Considering that about 70% of Cognizant's workforce is based in India, this may see the company  laying  4000- 5000 staff in India  before the end of the fiscal year.

Challenge of AI & robotics
Unsaid  in all this, is the  pressure  currently  being felt,  by all IT companies in an environment where artificial intelligence and  robotics is  slowly nibbling at   tasks hitherto performed by humans.  Cognizant's   manpower and salary structure, according to industry monitors, places it at a disadvantage  when it competes with a TCS or an Infosys for  IT services contracts. This may why recently announced  job reductions are going hand in hand with  caps on salary hikes, cloaked in euphemisms  like "just-in-time promotions",  " a more meritocratic culture" and "streamlining our operation mode", which in unvarnished  words mean, no salary hikes, no increments, no promotions  --  even for those who are lucky enough not to  be the targets of "right sizing".

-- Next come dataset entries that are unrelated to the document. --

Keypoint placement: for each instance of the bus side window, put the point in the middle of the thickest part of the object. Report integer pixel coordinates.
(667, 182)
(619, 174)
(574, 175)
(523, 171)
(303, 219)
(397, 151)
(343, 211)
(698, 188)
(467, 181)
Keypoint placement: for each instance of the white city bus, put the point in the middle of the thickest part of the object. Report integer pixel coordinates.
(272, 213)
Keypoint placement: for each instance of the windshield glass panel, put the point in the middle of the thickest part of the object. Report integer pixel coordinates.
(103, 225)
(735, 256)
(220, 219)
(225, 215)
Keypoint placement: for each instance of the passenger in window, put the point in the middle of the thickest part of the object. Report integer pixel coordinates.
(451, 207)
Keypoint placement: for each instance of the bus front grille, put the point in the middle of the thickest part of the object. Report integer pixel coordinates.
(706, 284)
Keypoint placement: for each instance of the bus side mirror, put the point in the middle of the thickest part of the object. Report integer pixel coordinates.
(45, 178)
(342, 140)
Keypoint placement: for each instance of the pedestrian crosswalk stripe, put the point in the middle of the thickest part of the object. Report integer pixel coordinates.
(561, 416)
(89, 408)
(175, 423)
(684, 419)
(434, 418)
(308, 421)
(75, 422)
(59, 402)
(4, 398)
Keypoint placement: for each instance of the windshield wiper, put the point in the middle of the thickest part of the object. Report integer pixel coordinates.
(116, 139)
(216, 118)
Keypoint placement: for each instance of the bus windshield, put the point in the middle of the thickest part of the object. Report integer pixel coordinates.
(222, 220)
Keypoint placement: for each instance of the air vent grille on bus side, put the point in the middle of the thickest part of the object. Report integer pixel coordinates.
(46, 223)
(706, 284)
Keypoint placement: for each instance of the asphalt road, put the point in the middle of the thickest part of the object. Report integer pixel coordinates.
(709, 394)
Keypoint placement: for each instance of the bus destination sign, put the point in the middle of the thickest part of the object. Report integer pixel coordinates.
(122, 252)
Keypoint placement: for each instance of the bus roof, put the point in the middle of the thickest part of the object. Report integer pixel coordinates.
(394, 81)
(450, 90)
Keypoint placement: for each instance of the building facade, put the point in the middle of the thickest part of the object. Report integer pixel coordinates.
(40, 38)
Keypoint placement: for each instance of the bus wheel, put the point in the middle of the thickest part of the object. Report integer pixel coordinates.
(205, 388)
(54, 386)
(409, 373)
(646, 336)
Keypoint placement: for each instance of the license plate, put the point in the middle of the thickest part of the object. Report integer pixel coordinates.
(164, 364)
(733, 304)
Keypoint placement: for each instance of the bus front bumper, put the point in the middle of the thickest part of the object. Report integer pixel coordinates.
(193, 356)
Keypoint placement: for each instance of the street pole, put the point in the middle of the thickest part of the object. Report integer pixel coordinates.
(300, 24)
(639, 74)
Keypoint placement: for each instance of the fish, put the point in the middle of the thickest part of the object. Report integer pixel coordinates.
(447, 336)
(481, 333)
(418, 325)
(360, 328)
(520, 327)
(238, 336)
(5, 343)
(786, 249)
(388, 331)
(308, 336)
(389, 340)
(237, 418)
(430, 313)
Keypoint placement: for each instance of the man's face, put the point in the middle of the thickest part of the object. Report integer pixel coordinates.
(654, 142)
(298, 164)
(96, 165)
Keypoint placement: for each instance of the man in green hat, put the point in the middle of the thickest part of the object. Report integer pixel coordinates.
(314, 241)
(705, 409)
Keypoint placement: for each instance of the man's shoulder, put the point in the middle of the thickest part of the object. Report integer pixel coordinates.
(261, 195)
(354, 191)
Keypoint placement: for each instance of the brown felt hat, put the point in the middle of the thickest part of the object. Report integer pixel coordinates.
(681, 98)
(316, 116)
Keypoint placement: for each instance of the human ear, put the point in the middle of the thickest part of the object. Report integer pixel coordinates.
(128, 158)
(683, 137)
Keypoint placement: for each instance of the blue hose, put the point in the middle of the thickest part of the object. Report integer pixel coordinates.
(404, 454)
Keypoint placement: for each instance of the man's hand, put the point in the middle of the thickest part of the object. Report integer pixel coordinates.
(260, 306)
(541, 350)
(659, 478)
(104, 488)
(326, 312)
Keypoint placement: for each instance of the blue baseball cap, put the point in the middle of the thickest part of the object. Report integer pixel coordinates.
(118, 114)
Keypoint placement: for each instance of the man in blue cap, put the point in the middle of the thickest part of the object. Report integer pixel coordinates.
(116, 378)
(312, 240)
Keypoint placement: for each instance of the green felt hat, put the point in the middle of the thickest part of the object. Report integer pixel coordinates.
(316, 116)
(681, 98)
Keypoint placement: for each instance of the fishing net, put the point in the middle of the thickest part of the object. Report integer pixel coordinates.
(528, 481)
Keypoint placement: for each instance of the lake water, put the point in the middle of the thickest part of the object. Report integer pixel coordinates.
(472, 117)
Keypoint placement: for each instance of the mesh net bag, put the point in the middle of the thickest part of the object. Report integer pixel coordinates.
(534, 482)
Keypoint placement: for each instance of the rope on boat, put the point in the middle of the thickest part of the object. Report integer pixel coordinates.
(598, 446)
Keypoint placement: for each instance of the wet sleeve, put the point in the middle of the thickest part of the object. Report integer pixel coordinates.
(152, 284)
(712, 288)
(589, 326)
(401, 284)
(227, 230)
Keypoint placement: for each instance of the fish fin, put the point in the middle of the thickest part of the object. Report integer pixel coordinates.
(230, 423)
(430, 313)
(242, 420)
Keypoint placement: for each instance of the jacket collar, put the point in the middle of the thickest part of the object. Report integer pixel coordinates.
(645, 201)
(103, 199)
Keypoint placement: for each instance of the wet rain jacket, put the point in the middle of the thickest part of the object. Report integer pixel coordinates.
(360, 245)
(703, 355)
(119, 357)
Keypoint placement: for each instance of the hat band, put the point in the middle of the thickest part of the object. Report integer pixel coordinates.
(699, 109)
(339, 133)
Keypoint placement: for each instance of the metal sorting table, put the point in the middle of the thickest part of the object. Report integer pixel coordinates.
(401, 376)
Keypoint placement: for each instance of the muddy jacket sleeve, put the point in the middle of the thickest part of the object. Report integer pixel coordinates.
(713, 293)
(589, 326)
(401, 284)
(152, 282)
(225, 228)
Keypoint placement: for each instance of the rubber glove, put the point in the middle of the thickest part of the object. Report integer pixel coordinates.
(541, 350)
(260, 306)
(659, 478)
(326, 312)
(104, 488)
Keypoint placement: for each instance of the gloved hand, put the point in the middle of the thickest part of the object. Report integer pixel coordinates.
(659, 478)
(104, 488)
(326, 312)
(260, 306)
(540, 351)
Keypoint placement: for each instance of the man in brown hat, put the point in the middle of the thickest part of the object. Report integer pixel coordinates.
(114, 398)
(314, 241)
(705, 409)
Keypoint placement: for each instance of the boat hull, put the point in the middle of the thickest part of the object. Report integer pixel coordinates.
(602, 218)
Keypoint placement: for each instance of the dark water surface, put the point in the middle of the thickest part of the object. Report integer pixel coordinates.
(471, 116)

 Make no mistake, the Cognizant cull is  just the first -- among infotech services players -- and by no means the last.  Large  entities  like Accenture, IBM and HP, as well as desi players like TCS, Infosys and Wipro,  are just as vulnerable to the garam hava of AI and automation which threatens to bring  machine intelligence to tasks hitherto performed by trained humans. On the principle, 'if you can' fight 'em, join 'em', all of these companies  are investing heavily in precisely the technologies which threaten their bottom lines. 
This may delay -- but may not prevent --   more  players from   shedding some of their manpower in the face of this technological onslaught. The only question is whether they will resort -- like Cognizant --to  a surgical strike, or  to less invasive, more humane methods.